The report also included two alternative scenarios based on different outcomes related to tax credit and tax equity availability, supply chain dynamics, interconnection, retail rate trends, federal and state policy, and the trajectory of interest rates.
10-Year Forecast – High Case
The high case assumes that tax credits and policy under the Inflation Reduction Act remain unchanged. It also assumed that Investment Tax Credit bonus adders, such as the energy community bonus, domestic content bonus, and low-income community bonus credits, remain at full value.
Additionally, the high case expects easier financing for renewable energy projects. Interest rates are forecasted to reach the Federal Reserve target range of 2.75% to 3% by the end of 2027, which would make project financing less expensive, lead to higher availability of solar products, and a less limiting supply chain.
The high case also assumes that transmission projects are fast-tacked, stare-level collaboration promotes the construction of large interregional projects, and that grid operators implement reforms that address queue backlogs faster than anticipated so that approvals are expedited.
All told, the high case results in a 24% increase in total solar installations through 2034 relative to the base case, or 118 GW of additional installation. However, the bulk of additional installations are expected to come in the early 2030s, and the next five years are only expected to average 13% growth. Whereas annual capacity increases are expected to reach 30% per year by the end of the forecast range.

10-Year Forecast – Low Case
The low case essentially assumes that everything that was going well in the high case doesn’t go as planned. Tax credits are phased out early, the transferability market declines, supply chains are constrained, permitting is an ongoing issue, and that interest rates don’t come down as hoped. The low case also assumes that the Federal Energy Regulatory Commission (FERC) rejects proposed interconnection queue reforms and doesn’t address backlogs. In other words, lead times that are already challenging get even more extended.

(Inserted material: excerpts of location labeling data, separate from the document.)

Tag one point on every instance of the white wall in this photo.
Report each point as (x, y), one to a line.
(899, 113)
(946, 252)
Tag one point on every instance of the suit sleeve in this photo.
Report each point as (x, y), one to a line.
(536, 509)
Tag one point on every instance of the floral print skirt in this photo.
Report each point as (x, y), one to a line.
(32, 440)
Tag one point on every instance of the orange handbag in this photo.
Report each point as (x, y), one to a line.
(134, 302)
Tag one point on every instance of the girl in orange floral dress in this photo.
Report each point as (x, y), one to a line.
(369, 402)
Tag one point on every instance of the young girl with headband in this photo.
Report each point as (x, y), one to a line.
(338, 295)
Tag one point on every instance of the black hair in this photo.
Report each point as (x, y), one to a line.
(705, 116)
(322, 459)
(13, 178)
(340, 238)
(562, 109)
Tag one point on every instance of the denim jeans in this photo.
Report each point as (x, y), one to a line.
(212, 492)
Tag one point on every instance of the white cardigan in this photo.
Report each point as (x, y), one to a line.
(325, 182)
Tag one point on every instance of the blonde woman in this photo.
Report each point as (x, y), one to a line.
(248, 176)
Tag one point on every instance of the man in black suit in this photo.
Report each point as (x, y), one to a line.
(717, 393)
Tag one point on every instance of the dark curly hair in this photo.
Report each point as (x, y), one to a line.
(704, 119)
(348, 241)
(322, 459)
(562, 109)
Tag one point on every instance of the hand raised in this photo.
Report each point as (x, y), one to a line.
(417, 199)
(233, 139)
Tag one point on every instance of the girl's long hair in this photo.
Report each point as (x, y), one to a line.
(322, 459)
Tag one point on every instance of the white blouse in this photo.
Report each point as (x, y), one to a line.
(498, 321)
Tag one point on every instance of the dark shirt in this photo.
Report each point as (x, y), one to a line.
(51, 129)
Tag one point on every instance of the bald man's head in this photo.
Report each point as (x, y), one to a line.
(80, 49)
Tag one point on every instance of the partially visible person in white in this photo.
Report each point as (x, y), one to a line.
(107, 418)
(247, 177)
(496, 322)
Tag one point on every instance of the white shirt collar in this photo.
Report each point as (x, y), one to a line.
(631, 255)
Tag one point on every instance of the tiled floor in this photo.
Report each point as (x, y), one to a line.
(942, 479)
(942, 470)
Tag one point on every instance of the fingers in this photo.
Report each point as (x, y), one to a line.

Putting added pressure on lead times is the assumption that solar product supply is limited because imports fall, domestic production is lower due to a lack of incentives, and the supply chain operates poorly.
The low case pencils in a 25% decrease in total solar installations through 2035 compared to the base case, which would be a reduction of 127 GW. Similar to the high case, the annual decreases are smaller in the near term but result in more than 40% lower capacity in some of the latter years of the outlook.
Add it all up, and the low case assumes that installed solar capacity goes from 236 GW from year-end 2024 to 612 GW by 2035, the base case assumes 739 GW by 2035, and the high case forecasts 857 GW. So even during challenging conditions, solar capacity is still expected to increase substantially over the next 10 years.
Looking Ahead
Data and predictions from the US Solar Market Insight 2024 Year In Review provide an upbeat outlook on the future of the solar industry. However, the report is also a cautionary tale on the importance of interest rates, policy and regulations, supply chains, and permitting. If those factors do more to hurt than help the industry, it could stunt growth in the long run. Even the high case forecasts fairly slow growth over the next five years followed by a ramp up after 2030, which reflects challenging economic conditions and political uncertainty.
About Solar Market Insights
US Solar Market Insight is a quarterly publication of Wood Mackenzie and SEIA. Each quarter, the organizations collect granular data on the US solar market from nearly 200 utilities, state agencies, installers, and manufacturers. This data provides the backbone of this US Solar Market Insight report, in which the organizations identify and analyze trends in US solar demand, manufacturing, and pricing by state and market segment over the next five to 10 years. All forecasts are from Wood Mackenzie, Limited; SEIA does not predict future pricing, bid terms, costs, deployment, or supply. The report includes all 50 states, Washington, DC, and Puerto Rico.